The bill has the backing of the French music and film industry, but has been opposed by some groups pointing out that it did not give alleged pirates enough recourse to challenge accusations and arguing that continued innovations would make it possible for illegal downloaders to avoid detection anyway. The revised version of the law is tough, with some commentators suggesting that the legal procedure involved at the third stage is very ‘light touch’, requiring little more magistrate approval of an order drafted by HADOPI. An internet ban of up to one year may be the result or, as was possible under existing legislation, a fine of up to €300,000 or a two-year jail sentence while account holders guilty of allowing a third party to use their connection to download illegally could face a €1,500 fine and a month-long suspension.

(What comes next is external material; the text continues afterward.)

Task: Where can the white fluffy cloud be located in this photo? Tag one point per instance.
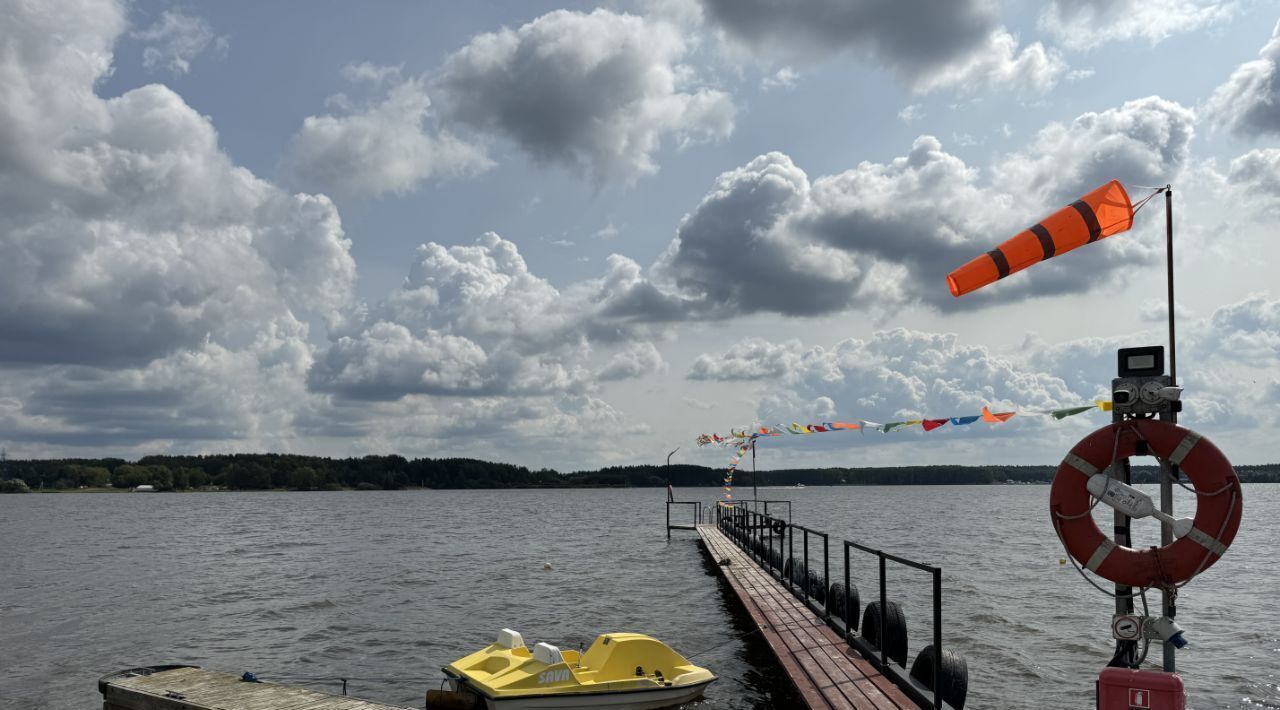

In the UK, the music industry is itself somewhat disunited as regards the issue of illegal downloading, but BIS has launched a consultation on the issue following the references to the need to tackle the problem of illegal downloading in Digital Britain and recently – in an undated statement – has revising its thinking mid-consultation to include a power for Ofcom to oblige internet service providers to suspend the accounts of persistent infringers (the main consultation can be found here).

BIS is careful to state that the uptake and use of internet services remains essential to a digital Britain but that it is necessary to consider adding suspension to the list of measures that could [BIS’s own emphasis] be levied on persistent infringers, with at least an eye on technical innovations that might assist people avoid detection.

What content generators (artists, songwriters, film makers) choose to allow to release on a free download basis to promote themselves and their work is fine – but they do need to be protected against the consequences of the illegal downloading of copyrighted material on a commercial or pseudo-commercial basis. Inclusion of the power to suspend the internet access of persistent illegal downloaders is a proportionate step, provided of course that the power is properly exercised and that such exercise is regularly monitored.